I do think 9 y/o can be particularly annoying and whiny. What does he like, is there something he take to occupy him when he’s getting extra annoying?

Hayley1256 · 11/05/2025 10:36

Tbh if my DD9 behaved like this (outside of the normal 9 years old whining) I'd just put her in the kids club! Her choices would be sort the attitude and enjoy family time or your going to the kids club

PuppyMonkey · 11/05/2025 10:36

Maybe not appropriate for Disneyland but if you were booking a regular villa or etc, had you thought of inviting one of DSS’ mates along to keep him entertained? There’s a 10 year age gap between my DDs and this is what we did when youngest was a time-consuming toddler.

Or have you considered somewhere where they have clubs for the kids so DSS could go off and make some friends his own age. Particularly over the coming years when he’ll be older and could do more of his own thing?

Clearinguptheclutter · 11/05/2025 10:38

Go term time with dh and your toddlers- the money you will save will pay for dh and Dss to have a shorter separate trip that he can choose

Tarantella6 · 11/05/2025 10:39

One of dd's friends has a boy and girl, only a 3y age gap, and they go away separately because the dc have such different interests. I don't think it's an issue as long as everyone gets a holiday they enjoy.

If you go term time with the littlies it'll be much cheaper so you should be able to manage a trip for dh and dss as well.

AnneLovesGilbert · 11/05/2025 10:39

Book a term time holiday when you’re not scheduled to have him.

Panamacatinahat · 11/05/2025 10:39

My step son was two when my husband and I got together. We went on to have children together. We used to take my stepson on holiday every other year, rather than every time we went. His mother took him on holiday a couple of times over the course of his childhood and he always enjoyed his holidays with us. He’s in his thirties now and still talks about his holidays to Europe and America.

Lesleyann25 · 11/05/2025 10:39

Picklechicken · 11/05/2025 10:32

This.

What happened when he kicked off about the hotel in Disneyland? What kind of consequences does he get for his behaviour?

It sounds like he actually gets what he wants when he kicks off - Dad all to himself and then gets sort of rewarded for it.

Maybe this is the problem though, he should get time alone with his dad and his dad should make sure it happens. This happened with DD and she doesn’t even sleep over at her dad’s now. They were arranging everything age appropriate for the younger child and my daughter just had go along then she got older and pushed back. Then she was seen as the problem. Not fair really is it?

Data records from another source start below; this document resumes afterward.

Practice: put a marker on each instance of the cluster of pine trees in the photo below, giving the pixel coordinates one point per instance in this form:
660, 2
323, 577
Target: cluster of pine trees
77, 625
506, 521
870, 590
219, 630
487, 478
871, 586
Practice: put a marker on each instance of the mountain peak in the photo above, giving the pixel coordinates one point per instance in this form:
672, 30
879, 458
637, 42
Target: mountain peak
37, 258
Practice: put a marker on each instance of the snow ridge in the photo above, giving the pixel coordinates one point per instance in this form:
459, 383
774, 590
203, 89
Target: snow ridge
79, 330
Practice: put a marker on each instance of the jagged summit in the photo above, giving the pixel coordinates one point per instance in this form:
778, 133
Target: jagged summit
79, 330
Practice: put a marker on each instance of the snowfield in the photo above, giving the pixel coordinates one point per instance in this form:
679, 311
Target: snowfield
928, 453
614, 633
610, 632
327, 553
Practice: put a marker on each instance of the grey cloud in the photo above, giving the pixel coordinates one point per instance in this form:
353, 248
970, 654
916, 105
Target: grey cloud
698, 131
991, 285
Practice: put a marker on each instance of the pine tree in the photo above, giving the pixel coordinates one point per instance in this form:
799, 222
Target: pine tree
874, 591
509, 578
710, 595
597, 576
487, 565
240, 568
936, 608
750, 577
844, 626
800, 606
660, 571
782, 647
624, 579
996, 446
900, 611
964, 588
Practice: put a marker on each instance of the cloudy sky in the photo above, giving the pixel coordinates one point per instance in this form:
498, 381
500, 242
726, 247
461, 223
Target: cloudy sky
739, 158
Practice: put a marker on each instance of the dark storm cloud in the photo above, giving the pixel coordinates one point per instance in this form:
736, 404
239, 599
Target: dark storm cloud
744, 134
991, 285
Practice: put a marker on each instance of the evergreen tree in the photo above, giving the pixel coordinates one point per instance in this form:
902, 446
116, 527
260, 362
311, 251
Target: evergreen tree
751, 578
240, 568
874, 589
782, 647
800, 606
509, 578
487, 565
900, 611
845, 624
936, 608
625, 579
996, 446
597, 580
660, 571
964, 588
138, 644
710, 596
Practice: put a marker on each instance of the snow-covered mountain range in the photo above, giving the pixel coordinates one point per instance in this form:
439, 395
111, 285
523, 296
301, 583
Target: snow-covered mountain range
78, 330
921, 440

CharityShopMensGlasses · 11/05/2025 10:40

Could you go with friends or family who have a friend for him to play with him?
Or would he go to kids clubs for some of the time if you went somewhere with these?

Ridingthespringwave · 11/05/2025 10:41

mummytoonetryingfortwo · 11/05/2025 10:32

Start going away while he’s with his mum.

He is nine. He is old enough to know this behaviour is unacceptable. He isn’t a toddler anymore. He can know that because he has previously ruined the holidays, he is no longer welcome.

He’s a child spending time with a parent he only sees every fortnight and two small siblings who get to be with his father all the time. He’s the awkward age of 9. The OP hasn’t said what sort of conversations have been had with him about his behaviour and if he’s fully aware of how difficult he’s being. But it’s not his fault he’s navigating all this. It’s hard work. I don’t think many of us would leave our nine year olds at home and go on holiday without them when they’d been a whiny pain. It’s part of parenting.